Tribal Canoe Journey - Summer 2019
During Summer 2019 the LEAF School is offering an incredible opportunity for students to earn college credit while studying people, plants, and animals of the Salish Sea, including providing field support for Coast Salish canoe families on the Paddle to Lummi. The field-based program will meet from 8:30 a.m. to 12:30 p.m. Mon.-Thurs. in MLT 220 from July 2 to Aug. 22. The classes also meet for overnight camping on Tribal Journey from July 19-29th. Students will enroll for 15 credits in a combination of the following classes: 5-15 credits in ANTH 201 - 203 Human Ecology, up to 5 credits in ANTH& 215 Bioanthropology w/Lab, and 5 credits in ART 129 Coast Salish Art. These combinations will allow students to satisfy humanities, social science, natural science lab, and/or cultural diversity requirements.
Tuition and fees for 15 credits in these selected classes are estimated to be about $1,552 for residents, $3,363 for non-residents, and $1,217 for eligible veterans. More detail about tuition and fees is available here. Visit our library resource guide to learn more about Tribal Canoe Journey. An application, available here, is required. Early applications will receive priority.
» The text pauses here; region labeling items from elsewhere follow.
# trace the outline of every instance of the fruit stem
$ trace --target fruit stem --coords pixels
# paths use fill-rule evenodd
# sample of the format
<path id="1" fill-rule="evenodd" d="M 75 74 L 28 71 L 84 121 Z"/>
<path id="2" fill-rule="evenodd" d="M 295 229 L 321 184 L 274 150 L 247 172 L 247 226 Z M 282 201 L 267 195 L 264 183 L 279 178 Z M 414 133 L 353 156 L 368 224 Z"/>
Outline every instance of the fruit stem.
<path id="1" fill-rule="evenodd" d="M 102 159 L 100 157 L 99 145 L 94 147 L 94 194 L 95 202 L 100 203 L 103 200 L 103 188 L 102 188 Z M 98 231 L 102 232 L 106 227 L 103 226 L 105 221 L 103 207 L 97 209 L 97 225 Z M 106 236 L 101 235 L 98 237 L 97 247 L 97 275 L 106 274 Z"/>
Initial admission decisions will begin on May 13.
Fish, Wildlife, and Green Infrastructure
The LEAF School partners with the Center for Service-Learning to host fish and wildlife monitoring projects for the City of Mukilteo and Snohomish County and green infrastructure projects with the Cities of Edmonds and Lynnwood, Snohomish Conservation District, and Puget Sound Partnership. Students can sign up to participate in these projects through the Center for Service-Learning. Reports from previous projects are available at Dr. Thomas Murphy's profile page on Academia.edu.
In addition to summer field courses and activities throughout the year the LEAF School and Center for Service-Learning support large public events open to the community. Join us for events at q’wәld’ali (Place of the Cooking Fire) Cultural Kitchen, Campus Community Farm, and stәĺĵxwáli (Place-of-Medicine) Ethnobotanical Garden. Help the powwow committee and our Native Student Association host an annual Coastal Jam on Elizabeth Pertrovich Day in February and Powwow on the first weekend of May. Sign up for these and similar projects through the Center for Service-Learning.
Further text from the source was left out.